The whole point of Quicksort is to find a pivot that partitions the array into two approximately equal pieces. That's where you get the log(n) from.

Suppose there is an array of size n and at each iteration you can partition the array into equal parts. Then we have:

T(n) = 2 * T(n / 2) + O(n)
     = 4 * T(n/4) + 2 * O(n)
.
.
(log(n) steps)
.
.
    = 2^log(n) * T(1) + log(n) * O(n)
    = n * O(1) + O(n * log(n))
    = O(n * log(n))

Now, if we partition the array into sizes say 1 and n-1, we get:

T(n) = T(1) + T(n-1) + O(n) = T(n-1) + O(n)
     = T(n-2) + O(n-1) + O(n)
     = T(n-3) + O(n-2) + O(n-1) + O(n)
.
.
(n-1) steps
.
.
    = T(1) + O(2) + O(3) + ... + O(n)
    = O(1 + 2 + 3 + .... + n)
    = O(n^2)

In the case that you mention, both of the following will not individually be O(log(n)). One will be O(1) and the other will be T(n-1) if the array is sorted. Hence you would get the O(n^2) complexity.
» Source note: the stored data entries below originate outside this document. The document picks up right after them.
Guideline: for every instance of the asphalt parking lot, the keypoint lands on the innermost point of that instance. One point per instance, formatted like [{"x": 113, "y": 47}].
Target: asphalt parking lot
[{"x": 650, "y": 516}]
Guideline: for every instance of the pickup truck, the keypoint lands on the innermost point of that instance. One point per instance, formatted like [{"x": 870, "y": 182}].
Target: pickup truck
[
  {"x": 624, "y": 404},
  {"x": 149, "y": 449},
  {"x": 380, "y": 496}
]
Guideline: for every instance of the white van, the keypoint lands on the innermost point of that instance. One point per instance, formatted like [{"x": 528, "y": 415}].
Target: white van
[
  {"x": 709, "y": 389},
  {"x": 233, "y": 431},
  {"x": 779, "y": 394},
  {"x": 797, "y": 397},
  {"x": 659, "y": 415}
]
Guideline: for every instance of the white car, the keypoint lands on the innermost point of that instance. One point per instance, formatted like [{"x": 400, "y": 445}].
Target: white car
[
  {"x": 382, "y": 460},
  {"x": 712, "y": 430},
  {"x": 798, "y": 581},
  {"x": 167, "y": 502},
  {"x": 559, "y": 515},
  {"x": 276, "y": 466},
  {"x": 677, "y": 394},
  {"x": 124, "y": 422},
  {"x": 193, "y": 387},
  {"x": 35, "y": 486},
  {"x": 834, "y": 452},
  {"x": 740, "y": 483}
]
quickSort(array, start, i-2); // should be constant time
quickSort(array, i, end); // should be T(n-1)

And as @MarkRansom mentions below, this is not exclusive to sorted arrays. In general, if you choose pivots in such a way that the array is very unevenly partitioned, you'll run into such worst-case complexities. For example, if the array is not sorted but you always choose the maximum (or minimum depending upon your implementation) for the pivot, you'll run into the same problem.